There’s something about green spaces – gardens, forests, prairies, etc… – that calls to us to approach, to touch, and to explore. They effortlessly hold our attention, while also setting us free of stresses and worries. There’s a theory called the biophilia hypothesis, developed by Edward O. Wilson, that proposes our love of nature and other life forms is part of our evolutionary history and genetic makeup. We are attracted to life (animals and plants) because they support our life and have historically suggested a potential for food. We have evolved over time with a deep connection with nature and though the industrial age has largely shifted us away from nature, we potentially still have this internal urge to connect and subconsciously recognize its benefits to our lives. It’s in an interesting theory and may explain why the rustle of leaves, the rolling waves, and the crunch of a path beneath our feet seem to inherently draw us outside.
As I type this post I can look out two windows. One window gives me a view of a yew hedge (but first I have to look through a palm that has miraculously lived through our neglect and a kalanchoe which is still flowering and brightening up the window ledge). The other window is behind me and I have to look through another designer’s space – hi Tim! – to see the flower yard beyond. (Tim’s desk is also where we are trying to make our own kombucha, though so far with no success. He’s attempting to revive the scoby, wish us luck. In a way, I’m surrounded by nature!) These views create such a longing within me to go outside that it is not uncommon to take a break and walk the yard when the weather is nice.
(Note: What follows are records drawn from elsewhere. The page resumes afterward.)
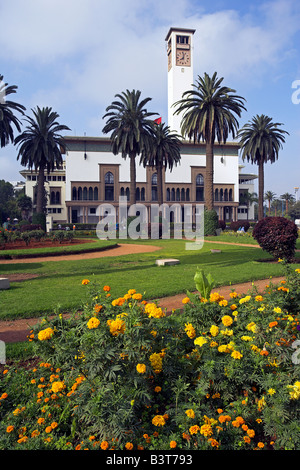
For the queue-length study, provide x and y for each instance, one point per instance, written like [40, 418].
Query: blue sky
[75, 55]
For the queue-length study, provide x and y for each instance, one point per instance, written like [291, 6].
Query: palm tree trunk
[261, 189]
[132, 179]
[209, 180]
[40, 190]
[159, 185]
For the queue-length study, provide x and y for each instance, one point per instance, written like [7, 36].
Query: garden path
[18, 330]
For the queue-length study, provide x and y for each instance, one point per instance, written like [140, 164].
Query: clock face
[183, 58]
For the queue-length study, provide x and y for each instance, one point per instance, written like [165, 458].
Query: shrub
[211, 222]
[277, 236]
[122, 374]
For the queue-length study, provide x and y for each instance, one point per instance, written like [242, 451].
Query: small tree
[277, 236]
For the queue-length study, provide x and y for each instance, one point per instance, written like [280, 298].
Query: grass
[58, 287]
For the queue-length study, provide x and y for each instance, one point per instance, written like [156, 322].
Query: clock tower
[180, 70]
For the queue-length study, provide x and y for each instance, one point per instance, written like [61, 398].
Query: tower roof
[179, 30]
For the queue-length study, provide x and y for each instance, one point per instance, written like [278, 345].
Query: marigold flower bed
[223, 375]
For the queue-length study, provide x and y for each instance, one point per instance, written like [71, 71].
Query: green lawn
[58, 286]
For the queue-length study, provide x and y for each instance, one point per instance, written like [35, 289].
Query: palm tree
[269, 196]
[287, 197]
[261, 140]
[131, 128]
[8, 120]
[41, 146]
[208, 115]
[164, 153]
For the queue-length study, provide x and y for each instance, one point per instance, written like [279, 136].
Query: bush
[122, 375]
[277, 236]
[211, 222]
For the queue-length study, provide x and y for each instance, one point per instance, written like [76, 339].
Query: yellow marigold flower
[227, 320]
[156, 361]
[45, 334]
[190, 330]
[158, 420]
[251, 327]
[116, 327]
[141, 368]
[104, 445]
[57, 387]
[200, 341]
[137, 296]
[93, 322]
[236, 355]
[206, 430]
[214, 330]
[245, 299]
[190, 413]
[194, 429]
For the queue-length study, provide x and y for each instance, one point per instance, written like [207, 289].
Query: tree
[287, 197]
[208, 115]
[8, 120]
[269, 196]
[131, 129]
[261, 140]
[164, 153]
[41, 146]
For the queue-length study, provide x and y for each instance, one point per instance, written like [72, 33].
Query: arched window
[154, 196]
[109, 186]
[85, 193]
[109, 178]
[199, 187]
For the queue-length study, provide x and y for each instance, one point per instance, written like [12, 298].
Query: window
[154, 187]
[109, 186]
[199, 187]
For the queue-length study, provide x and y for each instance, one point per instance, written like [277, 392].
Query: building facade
[93, 176]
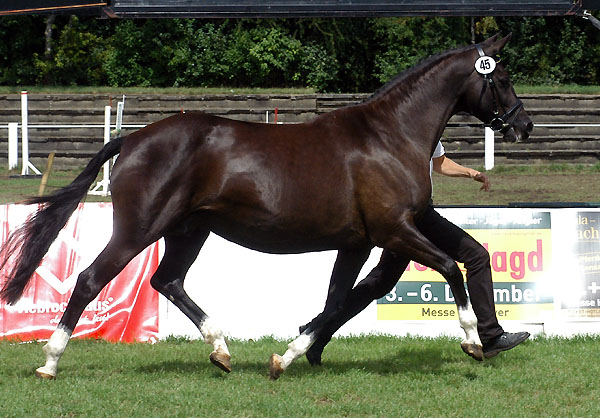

Studies suggest that these spaces offer more to us than just pretty places to look at and that they in fact have measurably beneficial impacts on our lives. A few months ago, I was at the University of Illinois career fair at the Morton Arboretum and prior to the students coming in to talk to all the companies attending, we heard a lecture from William Sullivan, the head of the Landscape Architecture department at UIUC. He spoke about the landscape’s effect on human health, especially in terms of recovering from stress and mental fatigue (the ability to pay attention). The studies he’s done suggest that small, regular doses of interacting with the environment reduces stress and speeds up your body’s recovery from stress. Because the environment draws you attention involuntarily, think of how breezes, flames of a fire, ocean waves, birds flying, etc… seem to be hypnotizing, you don’t expend any effort to engage with them and so you don’t become fatigued. In comparison, your directed attention at focusing on work, a lecture, driving in traffic, etc… takes a lot of effort and you do become fatigued after a relatively short amount of time. This Attention Restoration Theory (ART) suggests that you can restore your mental fatigue by spending time in nature, or even by looking at scenes of nature, because you are no longer putting in the effort to focus. Medical patients recover better and quicker, students do better in their studies, and employees are better able to handle stress and interact with their peers calmly.
Sullivan went as far as to say that one study suggested that a 40 minute walk through a natural environment, like a trail in a forest preserve, had a similar effect as a dose of Ritalin on restoring attention. That’s incredible! Obviously, don’t stop taking your medications and go take walk outside instead, but it’s an interesting idea that in some scenarios, and for some people, taking a step away from what they’re doing that’s causing the stress and fatigue and reconnecting with nature can have that measurably beneficial impact. Think of what happens when you go home, sit in your own garden space, and relax. I’m feeling relaxed already thinking about it.
We certainly enjoy the beauty of nature and a well-designed garden, but these spaces are more than a pretty place. The pictures below are from a garden space that we designed and installed for JourneyCare (formerly Midwest Palliative and Hospice CareCenter). In the most stressful of situations, a garden’s ability to weave even a moment of serenity is something to not be overlooked and disregarded. We are fortunate to be in the business of bringing smiles to peoples’ faces, peace to their hearts, and calmness to their minds.